Managing a Multiple Cloud System: Go It Alone or Get a Partner?
It has been a while since the only major factor in choosing a cloud services provider was the application or development environment that would be implemented. For most modern businesses, running multiple implementations of multiple applications–often across multiple clouds–has become the norm. This can actually lead to increased levels of complexity, rather than the simplification that cloud services are meant to provide. It is important to carefully choose a partner to help manage those services.
DIY
For those with experience managing a locally hosted application, managing cloud-based applications isn’t particularly difficult in and of itself. Many of the required skills and common processes transfer seamlessly. If the company’s cloud implementation is simple, in-house management is certainly a feasible solution.
With every new cloud environment that enters the mix, however, the complexity increases exponentially. Not only is it necessary to learn the operation of each environment, but also the myriad ways in which they need to interact with each other. Keeping track of all that is a full time job. In such a situation, the merits of specialist outsourcing are readily apparent.
Safe and Sound
Two of the commonly touted advantages of cloud services are security–largely thanks to point-to-point encryption–and disaster recovery, thanks to easier backup procedures and the simplicity of re-routing network traffic.
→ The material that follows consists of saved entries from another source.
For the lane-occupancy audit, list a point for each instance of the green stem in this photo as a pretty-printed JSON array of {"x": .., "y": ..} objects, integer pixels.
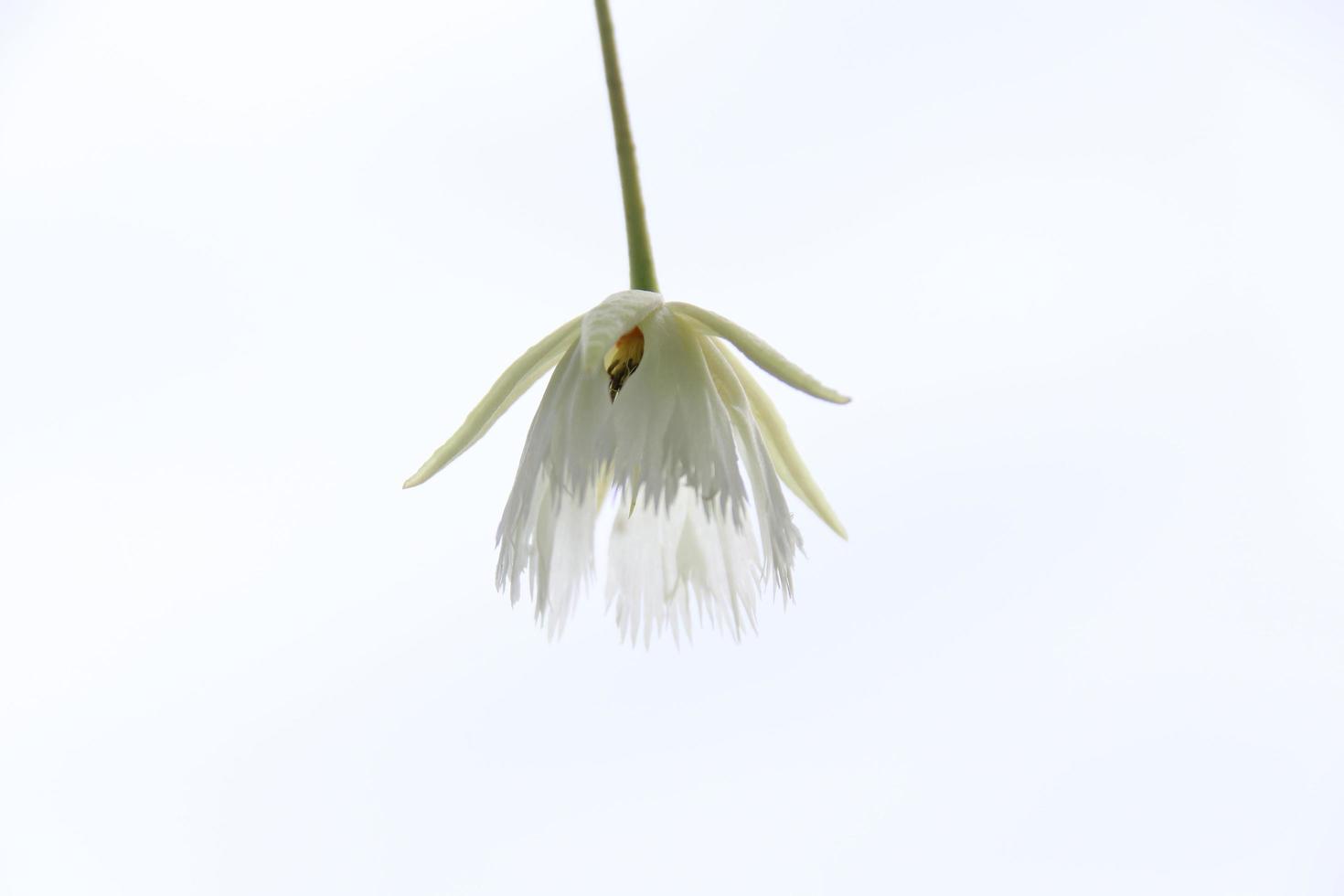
[{"x": 636, "y": 229}]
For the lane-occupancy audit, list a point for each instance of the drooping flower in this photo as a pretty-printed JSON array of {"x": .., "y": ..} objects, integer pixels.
[{"x": 648, "y": 403}]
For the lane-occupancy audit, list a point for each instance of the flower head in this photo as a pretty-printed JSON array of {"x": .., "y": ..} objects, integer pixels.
[{"x": 649, "y": 404}]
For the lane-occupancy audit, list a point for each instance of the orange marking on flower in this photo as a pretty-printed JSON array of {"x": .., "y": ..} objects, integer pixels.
[{"x": 623, "y": 359}]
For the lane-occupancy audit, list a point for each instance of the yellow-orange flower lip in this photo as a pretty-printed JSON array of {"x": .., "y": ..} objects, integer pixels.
[{"x": 624, "y": 359}]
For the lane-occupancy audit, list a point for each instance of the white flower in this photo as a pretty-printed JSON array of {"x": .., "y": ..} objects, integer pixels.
[{"x": 649, "y": 404}]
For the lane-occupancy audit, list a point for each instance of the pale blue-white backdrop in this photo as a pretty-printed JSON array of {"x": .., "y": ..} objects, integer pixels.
[{"x": 1078, "y": 265}]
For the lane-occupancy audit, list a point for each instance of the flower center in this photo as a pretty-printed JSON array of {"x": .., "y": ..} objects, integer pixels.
[{"x": 623, "y": 359}]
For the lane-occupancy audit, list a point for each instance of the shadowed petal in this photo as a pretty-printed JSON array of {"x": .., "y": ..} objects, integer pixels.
[
  {"x": 507, "y": 389},
  {"x": 760, "y": 352},
  {"x": 780, "y": 538},
  {"x": 785, "y": 457}
]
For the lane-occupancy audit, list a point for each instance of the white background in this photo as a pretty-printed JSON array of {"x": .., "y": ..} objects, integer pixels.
[{"x": 1078, "y": 265}]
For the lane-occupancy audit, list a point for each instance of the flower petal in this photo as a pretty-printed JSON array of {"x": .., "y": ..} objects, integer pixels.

Point-to-point encryption is a wonderful thing, but multiple clouds mean a greatly increased number of points that, in turn, someone has to monitor.
Likewise, disaster recovery is much faster and easier in the cloud, but when resources are spread over multiple systems, someone needs to know not just what must come back up and in what order, but where all the parts of each service, application, or data set are.
The Bottom Line
The most important factor is often cost–or in this case, billing. The vast majority of cloud services billing is consumption-based, which can result in some surprising invoices at the end of a billing cycle. When the different pricing models of each cloud and variable usage of a multi-cloud environment are factored in, it can become all but impossible to produce consistent or even predictable costs. There are tools that can help with this, but for many businesses the best tool is a services management partner that specializes in multi-cloud management.
When deciding whether to bring on a management partner to help with cloud services or to go it alone, it comes down to whether the organization can devote the personnel and resources required to properly manage the services in-house. That decision depends on the complexity of the system.